Still, Issy sat down next to her friend, suddenly nervous. “Should I really go to this party? I mean, I don't know anybody except Lysander, and truthfully, I hardly know him, except for seeing him a few times in Oxford.”
“And then only in public places, like the café, or hanging in the street, smoking.”
“You know I don't smoke.”
“You might, by tomorrow.” Sam had seen it happen before, peer pressure was a bitch. “I'm worried about you going alone,” she added, sitting up and pulling her blond hair into a ponytail. “Lysander's different from us, he's always going to parties. He makes me feel like a kid when I'm with him.”
“Well, we are
not
kids. And time I learned how the real world lives instead of just school and Oxford and that bloody barn my mother thinks is going to be our home and make her her fortune. She's nuts.” She sounded sure of herself, but the truth was she was nervous about going alone.
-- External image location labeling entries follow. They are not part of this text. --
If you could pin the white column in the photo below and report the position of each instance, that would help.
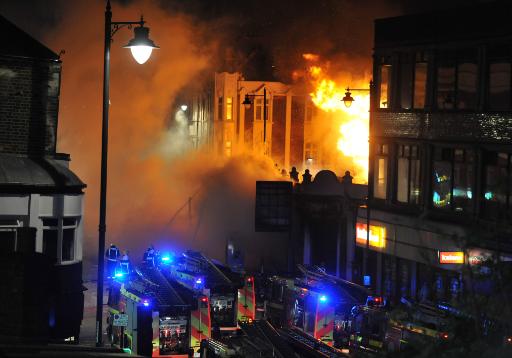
(307, 245)
(34, 220)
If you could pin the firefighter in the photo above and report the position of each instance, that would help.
(112, 255)
(124, 263)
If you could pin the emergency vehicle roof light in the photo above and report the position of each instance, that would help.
(167, 258)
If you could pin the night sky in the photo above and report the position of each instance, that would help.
(150, 169)
(266, 37)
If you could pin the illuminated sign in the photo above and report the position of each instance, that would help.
(377, 235)
(451, 257)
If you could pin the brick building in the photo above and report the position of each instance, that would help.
(41, 199)
(440, 180)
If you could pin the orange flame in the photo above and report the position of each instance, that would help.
(353, 139)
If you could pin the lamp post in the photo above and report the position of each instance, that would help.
(141, 47)
(247, 104)
(348, 100)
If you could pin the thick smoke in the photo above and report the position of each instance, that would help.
(152, 171)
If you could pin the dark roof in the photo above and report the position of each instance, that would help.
(21, 174)
(487, 20)
(16, 42)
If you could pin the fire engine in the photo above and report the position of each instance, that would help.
(316, 304)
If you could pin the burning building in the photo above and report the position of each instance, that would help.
(284, 135)
(440, 151)
(40, 198)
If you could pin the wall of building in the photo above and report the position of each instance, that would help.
(31, 209)
(286, 137)
(29, 93)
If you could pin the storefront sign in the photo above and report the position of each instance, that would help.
(451, 257)
(479, 256)
(377, 235)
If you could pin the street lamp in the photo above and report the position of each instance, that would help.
(348, 100)
(141, 47)
(247, 104)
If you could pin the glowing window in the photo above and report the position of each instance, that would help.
(229, 108)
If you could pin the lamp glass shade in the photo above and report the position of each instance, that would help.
(141, 53)
(348, 99)
(141, 45)
(247, 102)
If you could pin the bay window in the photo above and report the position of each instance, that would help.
(453, 172)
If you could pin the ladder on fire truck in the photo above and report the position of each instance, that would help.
(353, 291)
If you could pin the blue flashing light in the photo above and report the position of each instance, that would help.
(167, 259)
(436, 198)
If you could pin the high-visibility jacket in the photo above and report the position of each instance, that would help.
(113, 253)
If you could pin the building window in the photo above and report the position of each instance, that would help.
(228, 148)
(220, 108)
(380, 171)
(68, 239)
(385, 85)
(310, 111)
(55, 242)
(497, 193)
(453, 179)
(310, 152)
(406, 80)
(457, 80)
(500, 78)
(50, 242)
(413, 81)
(229, 108)
(420, 81)
(7, 239)
(259, 109)
(408, 174)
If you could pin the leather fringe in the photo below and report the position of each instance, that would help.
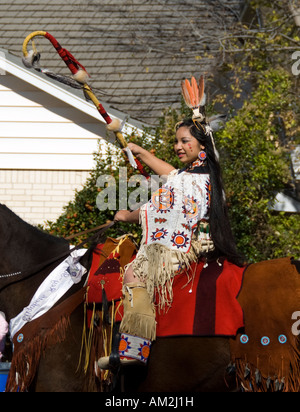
(25, 362)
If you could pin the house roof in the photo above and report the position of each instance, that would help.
(136, 51)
“It's not too late to cancel,” Sam prompted.
Issy turned back to the mirror. Maybe the sweater looked okay? She undid the top three buttons and added her mom's gold chain necklaces. Her small duffel bag was packed. She was ready. Caroline was to drive her to the station then drop Sam off at her friend's house in Oxford.
“I'll call and tell you everything,” she said, putting on Caroline's good cream trench coat that fit her perfectly and looked terrific with her black ankle boots, especially with the golden-tan stuff on her legs.
“Pretty good, though I say it myself,” she said to Sam with a big, nervous, grin.
“Terrific,” Sam agreed loyally.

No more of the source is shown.